On 21 November, 2025 the Modi government finally brought the four Labour Codes into force. Despite bludgeoning through these new laws in Parliament, without any discussion, in 2019 and 2020, the Modi government, faced with massive opposition from the Trade Unions, had to reluctantly withhold the enforcement of these Codes. However, having orchestrated the biggest electoral fraud of Independent India in the Bihar assembly elections, and emboldened by its total control over the election machinery, the Modi government has now declared that the four Labour Codes would come into force immediately.
Like the replacement of the IPC with the Bharatiya Nyay Sanhita, the government presents the new Labour Codes too as another act of decolonization, of doing away with the colonial legacy and colonial era laws. This is a blatantly false claim. The labour laws that had started taking shape in the colonial period - from the Factories Act 1881 to the Trade Unions Act 1926 and Trade Disputes Act 1929 and the like - were not colonial gifts but products of the great anti-colonial awakening and struggles of the Indian people. And one of the greatest champions of labour rights since India's colonial days was none other than Babasaheb Ambedkar who had gone on to become the Chairman of the drafting panel of the Constitution of India. The Labour Codes do not attack India's colonial legacy, they only undermine India's anti-colonial and constitutional history.
Ambedkar’s intervention in the late 1920s mill strikes and his founding of the Independent Labour Party in 1936 had signalled a militant commitment to freeing workers from exploitation while confronting caste as the primary obstacle to working class unity.
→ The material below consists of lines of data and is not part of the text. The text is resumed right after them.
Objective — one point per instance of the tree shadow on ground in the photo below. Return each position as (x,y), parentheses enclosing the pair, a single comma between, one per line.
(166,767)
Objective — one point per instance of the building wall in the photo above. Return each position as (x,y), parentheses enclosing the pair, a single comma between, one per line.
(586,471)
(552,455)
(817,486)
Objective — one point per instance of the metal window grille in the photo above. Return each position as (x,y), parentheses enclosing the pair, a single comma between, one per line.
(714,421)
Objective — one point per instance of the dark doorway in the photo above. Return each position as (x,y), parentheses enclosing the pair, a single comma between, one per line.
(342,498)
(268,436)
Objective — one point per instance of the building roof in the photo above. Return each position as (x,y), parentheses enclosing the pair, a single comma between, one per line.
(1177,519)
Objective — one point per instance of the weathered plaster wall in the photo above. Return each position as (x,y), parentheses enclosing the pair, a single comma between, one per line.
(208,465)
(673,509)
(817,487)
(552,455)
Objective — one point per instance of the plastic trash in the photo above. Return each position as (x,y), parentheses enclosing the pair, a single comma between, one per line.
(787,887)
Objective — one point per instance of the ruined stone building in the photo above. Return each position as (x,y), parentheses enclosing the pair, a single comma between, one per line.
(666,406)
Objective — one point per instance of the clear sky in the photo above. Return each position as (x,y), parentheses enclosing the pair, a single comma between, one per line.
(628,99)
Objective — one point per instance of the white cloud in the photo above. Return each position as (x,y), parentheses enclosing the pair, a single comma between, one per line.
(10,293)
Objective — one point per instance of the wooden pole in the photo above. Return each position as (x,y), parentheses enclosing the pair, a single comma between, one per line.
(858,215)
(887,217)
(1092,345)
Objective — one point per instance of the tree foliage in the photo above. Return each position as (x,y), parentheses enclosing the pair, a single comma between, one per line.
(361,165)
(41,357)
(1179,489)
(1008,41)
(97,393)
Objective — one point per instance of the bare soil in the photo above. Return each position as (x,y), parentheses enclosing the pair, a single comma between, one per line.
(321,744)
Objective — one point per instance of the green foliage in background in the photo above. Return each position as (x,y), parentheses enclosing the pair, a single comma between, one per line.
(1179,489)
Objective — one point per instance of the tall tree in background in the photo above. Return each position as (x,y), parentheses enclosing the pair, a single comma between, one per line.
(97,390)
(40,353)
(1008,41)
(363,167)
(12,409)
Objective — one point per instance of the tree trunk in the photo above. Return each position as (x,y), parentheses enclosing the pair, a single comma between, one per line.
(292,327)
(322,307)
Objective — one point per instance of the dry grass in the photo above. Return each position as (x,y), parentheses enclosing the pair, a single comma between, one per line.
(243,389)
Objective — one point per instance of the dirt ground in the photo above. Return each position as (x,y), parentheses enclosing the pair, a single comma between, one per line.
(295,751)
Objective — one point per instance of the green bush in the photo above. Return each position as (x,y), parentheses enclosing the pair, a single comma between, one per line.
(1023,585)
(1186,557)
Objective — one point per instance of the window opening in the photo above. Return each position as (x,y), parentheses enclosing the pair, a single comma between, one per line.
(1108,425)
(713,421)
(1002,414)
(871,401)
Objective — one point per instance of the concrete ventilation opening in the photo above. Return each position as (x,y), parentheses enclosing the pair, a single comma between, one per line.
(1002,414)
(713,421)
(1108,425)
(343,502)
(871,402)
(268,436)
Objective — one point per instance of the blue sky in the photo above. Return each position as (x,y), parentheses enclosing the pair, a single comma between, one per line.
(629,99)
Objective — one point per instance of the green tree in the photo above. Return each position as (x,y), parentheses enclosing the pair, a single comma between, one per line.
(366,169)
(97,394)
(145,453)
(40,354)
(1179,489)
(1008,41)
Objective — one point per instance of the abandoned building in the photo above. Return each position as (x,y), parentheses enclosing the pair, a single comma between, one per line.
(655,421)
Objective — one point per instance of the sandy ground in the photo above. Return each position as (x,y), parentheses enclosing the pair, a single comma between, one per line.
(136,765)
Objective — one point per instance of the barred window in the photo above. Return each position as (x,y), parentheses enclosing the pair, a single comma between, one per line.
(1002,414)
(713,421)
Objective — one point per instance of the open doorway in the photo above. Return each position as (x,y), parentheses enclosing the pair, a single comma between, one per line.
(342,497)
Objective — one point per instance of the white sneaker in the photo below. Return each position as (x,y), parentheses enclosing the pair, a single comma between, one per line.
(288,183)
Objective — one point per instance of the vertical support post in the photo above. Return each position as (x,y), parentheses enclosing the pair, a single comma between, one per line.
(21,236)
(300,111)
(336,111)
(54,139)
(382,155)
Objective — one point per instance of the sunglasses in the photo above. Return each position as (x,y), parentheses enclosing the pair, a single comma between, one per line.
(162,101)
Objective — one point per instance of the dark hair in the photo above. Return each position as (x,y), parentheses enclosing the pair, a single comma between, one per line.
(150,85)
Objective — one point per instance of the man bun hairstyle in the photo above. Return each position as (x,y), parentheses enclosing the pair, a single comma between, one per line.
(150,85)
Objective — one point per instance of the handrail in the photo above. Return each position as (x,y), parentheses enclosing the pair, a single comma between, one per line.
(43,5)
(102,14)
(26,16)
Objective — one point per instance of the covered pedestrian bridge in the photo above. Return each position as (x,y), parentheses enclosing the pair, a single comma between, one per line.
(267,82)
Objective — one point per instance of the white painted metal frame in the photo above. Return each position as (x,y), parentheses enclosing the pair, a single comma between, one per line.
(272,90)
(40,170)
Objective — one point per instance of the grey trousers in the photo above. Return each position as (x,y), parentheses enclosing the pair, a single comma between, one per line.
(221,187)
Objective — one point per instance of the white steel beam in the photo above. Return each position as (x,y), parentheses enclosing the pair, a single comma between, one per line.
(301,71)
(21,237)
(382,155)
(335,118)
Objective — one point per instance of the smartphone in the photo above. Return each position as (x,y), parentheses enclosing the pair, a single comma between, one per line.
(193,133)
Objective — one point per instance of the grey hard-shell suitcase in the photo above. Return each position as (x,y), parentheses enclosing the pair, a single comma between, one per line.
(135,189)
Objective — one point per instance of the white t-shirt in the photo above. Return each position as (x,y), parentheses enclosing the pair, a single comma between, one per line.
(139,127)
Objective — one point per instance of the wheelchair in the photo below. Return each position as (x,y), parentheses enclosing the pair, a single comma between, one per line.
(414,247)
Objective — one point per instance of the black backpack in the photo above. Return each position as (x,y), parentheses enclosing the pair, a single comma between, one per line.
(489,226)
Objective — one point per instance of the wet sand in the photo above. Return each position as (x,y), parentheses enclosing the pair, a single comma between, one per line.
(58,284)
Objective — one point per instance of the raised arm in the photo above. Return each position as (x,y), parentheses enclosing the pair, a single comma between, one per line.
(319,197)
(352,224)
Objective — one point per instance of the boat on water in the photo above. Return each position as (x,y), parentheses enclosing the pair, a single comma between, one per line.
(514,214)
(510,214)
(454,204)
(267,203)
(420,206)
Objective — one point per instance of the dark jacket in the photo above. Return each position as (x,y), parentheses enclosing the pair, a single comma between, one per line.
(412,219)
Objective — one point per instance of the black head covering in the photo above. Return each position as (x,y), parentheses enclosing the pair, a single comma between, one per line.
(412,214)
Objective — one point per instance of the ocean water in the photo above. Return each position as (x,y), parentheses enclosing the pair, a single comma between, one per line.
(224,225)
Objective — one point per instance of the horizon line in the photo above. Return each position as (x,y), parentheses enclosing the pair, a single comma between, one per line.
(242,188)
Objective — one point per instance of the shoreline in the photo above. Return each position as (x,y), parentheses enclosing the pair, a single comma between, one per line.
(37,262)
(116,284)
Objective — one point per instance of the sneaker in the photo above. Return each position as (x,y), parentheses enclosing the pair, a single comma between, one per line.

He declared the ILP a fighting organisation for labour, advancing a legislative programme for secure employment, fair wages, regulated hours, social security and industrial rights. Rejecting the lie that caste is a “division of labour,” Ambedkar had exposed it as a “division of labourers” and called for the united organisation of workers as an independent political force. Like the fight for abolition of landlordism and usury, the battle for working class rights too constituted a glorious and integral stream of India's freedom movement. The founding generation of India's communist leaders, Ambedkar and many Congress stalwarts were closely involved with the stirrings of the Indian working class for a life of dignity and for a just society in a free country.
The new Labour Codes subordinate the agenda of labour rights to corporate greed. In the name of abolition of Inspector Raj, the new Labour Codes abdicate the state's responsibility to enforce any kind of regulatory framework to ensure compliance with the laws of the land, principles of fairness and justice and safety of workplaces. Subjecting the working class to more work for less wages, less security and less freedom is the real purpose behind the new Labour Codes which are being advertised as a great new deal for India's workers. While the state abdicates its responsibility to enforce labour welfare, the new codes are designed to stop workers from getting organised and fighting for their rights. The codes run counter to the constitutional foundation of liberty, equality and fraternity; and negate the clarion call issued by Ambedkar - "Educate, Agitate, Organise".
The four Labour Codes are dictated by the same agenda of corporate takeover that had earlier given rise to the three farm laws repealed under the pressure of the historic farmers' movement. The farmers' organisations succeeded in pushing back the Modi regime by their remarkable unity, stamina and determination. The power of this historic movement had attracted the attention and support of the whole country generating a great spirit of worker-peasant solidarity and broader social support. The working class movement too will have to follow the same path of forging broader class unity and waging a sustained struggle to defeat the onslaught of the four Labour Codes. The new laws seek to give an impression of addressing the core concerns of diverse sections of Indian working class while truncating their fundamental right to organise and fight.
Let us take the fight against these codes of slavery to those very sections of workers - from casual, contract and outsourced workers, the expanding contingent of gig workers and IT employees to India's most oppressed and exploited women workers - who will be most adversely affected by this new system. The four Labour Codes are all about subjecting India's workers to the dictatorship of private employers and to the chains of corporate control. The battle against these codes will write a new chapter in the history of working class awakening and advance in India.